Pharmacy benefit managers demand greater savings, Inchausti says. As the rebates, discounts, and price concessions go up, he says, “we were losing considerable revenue -- revenue we use for [research and development], sales and marketing, education, disease awareness activities, and medical information support.”
To make up that lost revenue, he says, the company would continue to raise the original list price to “maintain a profitable and sustainable business.”
“We also monitored market conditions to ensure our prices were competitive with other medicines as part of our business model. All in all, we've simply tried maintaining a profit margin that has been dropping significantly since health policy changed in the U.S."
He, like the officials with the other insulin manufacturers, says the drug companies do not set prices in tandem with each other.
"Our pricing decisions are made independently and based on a number of different factors,” he says. “As with any manufacturer, we monitor market dynamics and our competitors’ pricing through public and subscription databases that track list prices."

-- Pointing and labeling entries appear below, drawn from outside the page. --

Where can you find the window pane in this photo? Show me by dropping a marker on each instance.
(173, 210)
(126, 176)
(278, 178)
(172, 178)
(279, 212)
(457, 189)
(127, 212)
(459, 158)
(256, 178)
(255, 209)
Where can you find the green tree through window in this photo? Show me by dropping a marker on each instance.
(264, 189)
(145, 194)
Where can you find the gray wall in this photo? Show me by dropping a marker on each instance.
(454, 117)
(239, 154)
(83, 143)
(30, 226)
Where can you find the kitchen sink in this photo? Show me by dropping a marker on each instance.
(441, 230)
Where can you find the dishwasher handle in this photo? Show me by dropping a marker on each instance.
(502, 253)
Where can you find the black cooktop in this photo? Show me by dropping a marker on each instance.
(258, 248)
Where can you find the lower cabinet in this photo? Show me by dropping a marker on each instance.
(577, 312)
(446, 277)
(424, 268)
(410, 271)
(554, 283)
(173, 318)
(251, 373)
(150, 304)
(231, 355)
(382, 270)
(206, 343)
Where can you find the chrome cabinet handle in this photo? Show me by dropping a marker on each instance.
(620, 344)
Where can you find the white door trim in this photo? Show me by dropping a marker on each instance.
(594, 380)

Pharmacy benefit managers, meanwhile, dispute the claim that they are responsible for drug costs going up. Quite the contrary, in fact. According to the, Pharmaceutical Care Management Association, PBMs save consumers an average of $123 per prescription by negotiating lower prices from manufacturers.

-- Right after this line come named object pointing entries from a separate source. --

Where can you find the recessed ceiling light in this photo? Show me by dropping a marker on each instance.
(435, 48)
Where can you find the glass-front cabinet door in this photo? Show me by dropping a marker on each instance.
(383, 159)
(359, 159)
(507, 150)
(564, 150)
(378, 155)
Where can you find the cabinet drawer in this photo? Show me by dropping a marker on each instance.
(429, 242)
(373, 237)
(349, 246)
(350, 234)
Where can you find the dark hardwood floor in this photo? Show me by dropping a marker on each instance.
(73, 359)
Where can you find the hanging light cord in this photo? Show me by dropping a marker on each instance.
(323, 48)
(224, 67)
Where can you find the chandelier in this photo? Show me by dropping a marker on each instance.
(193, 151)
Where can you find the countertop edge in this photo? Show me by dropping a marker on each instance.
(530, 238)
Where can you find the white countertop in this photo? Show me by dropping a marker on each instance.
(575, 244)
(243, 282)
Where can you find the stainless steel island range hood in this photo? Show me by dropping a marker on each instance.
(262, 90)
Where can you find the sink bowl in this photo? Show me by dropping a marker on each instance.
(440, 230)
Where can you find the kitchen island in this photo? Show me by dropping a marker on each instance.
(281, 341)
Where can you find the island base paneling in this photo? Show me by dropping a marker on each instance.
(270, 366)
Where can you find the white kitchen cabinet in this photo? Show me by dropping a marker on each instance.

For Andrea Corley, Gabriella's mother, the cost situation changed recently when her insurance company removed Apidra from its formulary. It was a blessing in disguise, as the move qualified her for Sanofi's patient assistance program for people who can’t get the drug through insurance. It provides five vials for 5 months, though the 2-hour-drive each way to pick them up at her doctor's office is a hardship. She has also raised $9,975 through her GoFundMe campaign for Gabriella's medical supplies, allowing her to buy an insulin pump that eliminates the need for shots.
But she still worries about the future, especially when Gabriella's medical costs usually top $10,000 each year and insurance plans change with the calendar. She also has to reapply for the assistance program each year and worries she may not qualify for it someday.
Gabriella herself has handled it all "with such eloquence and grace," Corley says. She knows how to watch what she eats and always orders a diet soda, rarely complaining.
"She just does it and deals with it and keeps going. She knows what happens if she doesn't take care of it," Corley says. "She knows how quickly [a diabetes attack] can happen. She does really well, and she's pretty independent in taking care of herself."